Late in the afternoon of the fourth day after his TQD, in response to severe stress at work, he had three cigarettes in rapid succession. He had no more cigarettes before returning to the clinic about 24 hours later. Because of those slips, however, as well as the increased cigarette craving and irritability, his nicotine patch dose was increased by 33% to four nicotine patches delivering 60 mg of nicotine per 16 hours. Moreover, he was given a prescription for 4 mg of nicotine polacrilex as needed so that he could actively do something immediately to control intense cigarette urges.
Because of the medication changes and the patient’s smoking in response to an acute stress situation, he was seen 10 days later, on September 27, 1993. He had used the four nicotine patches as prescribed and without difficulty. He was also using approximately four pieces of the 4-mg nicotine polacrilex daily, with no side effects whatsoever. The patient reported that after his previous visit on September 17, 1993, within 1 hour of putting on the fourth patch later that day he noted a marked decrease in irritability, anger, and cravings for cigarettes. During the following 10 days, however, he slipped on four separate days, having one cigarette on each of those days. The trigger was generally work-related stress, but one morning he rushed out of his house, forgetting his four nicotine patches. He continued to have intermittent slips, nearly all due to sudden work-related stress, for 6 weeks after his TQD. Finally, after he increased his daily use of 4-mg nicotine polacrilex, while continuing to wear four nicotine patches per day, he was able to stop smoking completely on September 27, 1993. Over the next 6 months, while not decreasing this nicotine patch dose, he slowly tapered off nicotine polacrilex. Then, during the next 4 months, he slowly tapered off his four nicotine patches. Throughout this time, he was seen about every 4 weeks. He knew to call immediately if he had any flare-ups in nicotine withdrawal symptoms, such as cigarette craving, irritability, or anger, as this nicotine dose reduction process was going on. (Of course, if he had a slip and smoked even part of a cigarette, that would be reason for a STAT phone call!)

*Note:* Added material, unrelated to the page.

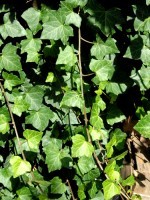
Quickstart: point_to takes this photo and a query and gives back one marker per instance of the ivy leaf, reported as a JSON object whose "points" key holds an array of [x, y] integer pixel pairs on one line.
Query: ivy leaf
{"points": [[19, 166], [9, 60], [5, 176], [67, 56], [103, 68], [118, 139], [143, 126], [53, 157], [142, 77], [72, 99], [32, 17], [57, 187], [134, 50], [129, 181], [4, 125], [55, 28], [50, 78], [81, 147], [95, 119], [110, 189], [145, 56], [71, 16], [85, 164], [100, 49], [31, 46], [114, 115], [20, 105], [34, 96], [11, 80], [24, 193], [105, 20], [40, 118], [11, 27], [33, 138]]}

Finally, 11 months after his quit date, he successfully tapered off all his nicotine medications. He had definitely needed the steady-state serum nicotine level that the four nicotine patches provided, but he also needed to be able to provide his CNS with periodic nicotine boosts, which the 4-mg dose of nicotine polacrilex provided. For approximately 2 months, from October to December 1993, his therapeutic nicotine dose, from both medications, was about 90 mg/day. He needed this dose to control his nicotine withdrawal symptoms and to enable him to stop smoking successfully (dose to therapeutic effect). He had no nicotine toxicity symptoms or adverse events of any kind.